Aggregate query: Elasticsearch:java.lang.OutOfMemoryError: Java heap space

I have a single node on a 32GB RAM machine, running ES 5.6.2, which is collecting a reasonable volume of nginx logs. It's just about working well enough and we are in the process of moving over to a 3-node cluster with up-to-date software.

In the meantime, I have a single report that I ideally need to be able to run, doing a unique count aggregation across 30days of data.

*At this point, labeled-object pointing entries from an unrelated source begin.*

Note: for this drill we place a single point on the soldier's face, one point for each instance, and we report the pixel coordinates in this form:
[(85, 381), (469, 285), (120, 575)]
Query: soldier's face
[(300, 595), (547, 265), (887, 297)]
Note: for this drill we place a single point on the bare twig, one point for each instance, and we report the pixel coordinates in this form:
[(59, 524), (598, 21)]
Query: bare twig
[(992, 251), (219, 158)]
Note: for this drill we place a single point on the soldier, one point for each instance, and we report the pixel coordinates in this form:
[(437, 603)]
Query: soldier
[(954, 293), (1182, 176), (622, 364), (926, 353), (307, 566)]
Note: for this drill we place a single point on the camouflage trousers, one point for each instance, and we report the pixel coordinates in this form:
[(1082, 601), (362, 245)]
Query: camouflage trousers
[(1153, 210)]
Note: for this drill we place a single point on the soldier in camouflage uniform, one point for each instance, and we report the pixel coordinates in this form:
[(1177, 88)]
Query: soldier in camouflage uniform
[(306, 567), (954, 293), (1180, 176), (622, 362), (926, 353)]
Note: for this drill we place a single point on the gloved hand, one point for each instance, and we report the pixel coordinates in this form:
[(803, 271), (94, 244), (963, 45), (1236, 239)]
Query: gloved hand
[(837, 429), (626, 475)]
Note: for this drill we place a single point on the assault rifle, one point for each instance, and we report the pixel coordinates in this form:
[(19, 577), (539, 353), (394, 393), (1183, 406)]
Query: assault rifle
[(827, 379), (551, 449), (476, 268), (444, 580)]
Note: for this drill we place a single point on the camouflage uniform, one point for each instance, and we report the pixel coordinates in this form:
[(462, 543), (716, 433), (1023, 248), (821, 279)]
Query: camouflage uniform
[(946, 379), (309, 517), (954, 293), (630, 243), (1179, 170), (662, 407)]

I can juuuuuuust about get it to run, usually by running 1 day, 7 days, 14 days, 21 days and finally 30days (does that even make sense?)... but more often than not it still falls over with the classic OOM error.

Sometimes it just shows a timeout error, but normally it full-on crashes and I have to manually start ES again.

Extensive googling around lead me to increasing the heap space from 2GB to 12GB - in fact, it was only doing that which resulted it being able to run the report at all. I tried it at 50% RAM which is 16GB, but that seemed less stable as I believe logstash is also using plenty of RAM.

Honestly, I'm mostly frustrated at not finding any hints, docs or info about what to do with the OOM error other than increase the heap space. What's next? What should I be reading? What debugging can I do to understand why this query crashes ES? Is there anything I can tweak just to get by for a couple of weeks?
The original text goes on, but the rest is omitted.